In recent years, the fight against energy price caps and subsidies, especially in more affluent countries, has also been fueled by climate concerns. These measures support fossil energy consumption, making it harder to limit the associated CO2 emissions.
Although energy subsidies have traditionally been concentrated in developing economies, they are now widespread in the richer countries as well. Since 2009 and until recently, the G7 and G20 committed to phasing out fossil fuel subsidies – a pledge that they repeated every year they met.
The policy responses to the current energy crisis conflict with that pledge.

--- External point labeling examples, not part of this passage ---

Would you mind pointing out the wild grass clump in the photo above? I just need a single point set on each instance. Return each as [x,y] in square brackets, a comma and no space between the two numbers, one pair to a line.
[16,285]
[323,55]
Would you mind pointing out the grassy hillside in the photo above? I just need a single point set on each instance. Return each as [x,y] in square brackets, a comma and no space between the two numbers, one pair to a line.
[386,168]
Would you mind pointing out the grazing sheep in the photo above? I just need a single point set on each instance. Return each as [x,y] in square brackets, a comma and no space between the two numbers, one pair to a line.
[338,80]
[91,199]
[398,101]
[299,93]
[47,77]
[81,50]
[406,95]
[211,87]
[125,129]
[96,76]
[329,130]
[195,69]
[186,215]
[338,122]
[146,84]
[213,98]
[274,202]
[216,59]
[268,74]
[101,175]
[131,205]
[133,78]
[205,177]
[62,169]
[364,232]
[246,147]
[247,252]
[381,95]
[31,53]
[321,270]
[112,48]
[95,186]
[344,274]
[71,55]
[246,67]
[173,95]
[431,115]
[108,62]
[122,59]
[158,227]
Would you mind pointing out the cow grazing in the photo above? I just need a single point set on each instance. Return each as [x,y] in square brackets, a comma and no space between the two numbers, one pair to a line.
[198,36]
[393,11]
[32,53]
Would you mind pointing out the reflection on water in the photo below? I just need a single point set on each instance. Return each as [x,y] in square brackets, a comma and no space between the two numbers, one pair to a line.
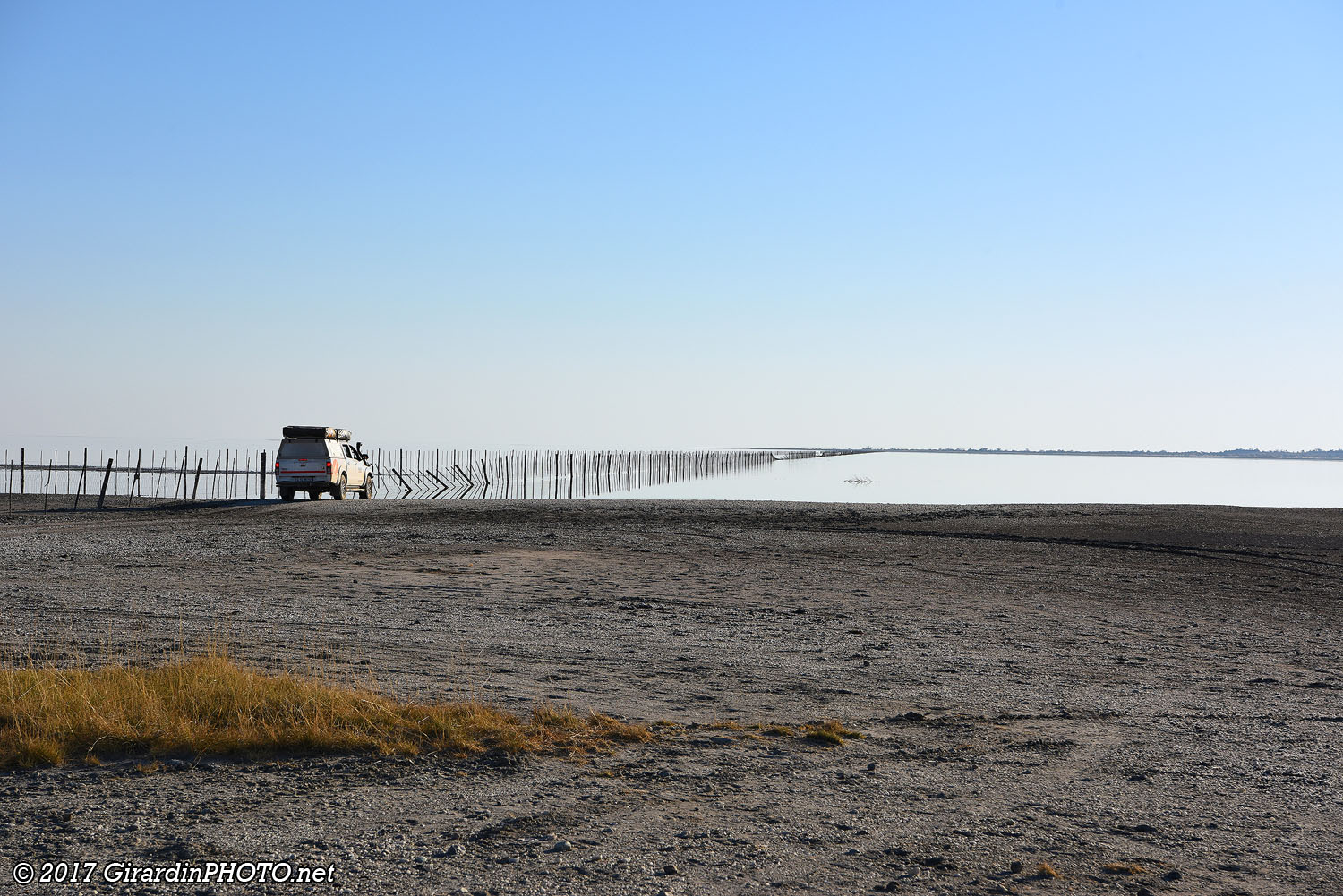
[1014,479]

Ironically, in June 2022, the G7, an intergovernmental political forum consisting of Canada, France, Germany, Italy, Japan, the UK and the U.S., stated that “fossil fuel subsidies are inconsistent with the goals of the Paris Agreement” and reaffirmed their commitment to eliminate them by 2025. The irony is that many of the policy responses to the current crisis adopted by the same countries qualify as fossil fuel subsidies.
The gas price cap that the EU has been debating is another controversial measure. It would force suppliers to sell at the capped price. Aside from the technical complexity related to its application and adherence among all member countries, there is another roadblock. Countries like Germany, Denmark and the Netherlands have opposed it fearing it would encourage demand while decreasing supplies as sellers could halt shipment and divert their gas to more lucrative markets, thereby exacerbating an already dire situation.
Another problem with the cocktail of measures that policymakers have introduced to shield their economies from higher energy prices is the potential clash between fiscal and monetary policies. The IMF’s chief, Kristalina Georgieva, put it clearly: “[I]f monetary policy puts the brakes on, fiscal policy should not step on the accelerator. Otherwise, they would be going in a very bad direction.”
For consumers, high energy prices are undesirable. But prices shape behavior and alter preferences. Distorting such signals through price controls and subsidies will simply lead to an inefficient allocation of resources. This is one plain fact that economists agree on. However, policymakers prefer to commit an economic misstep rather than a political one. After all, no president or prime minister ever won an election by promising higher energy prices.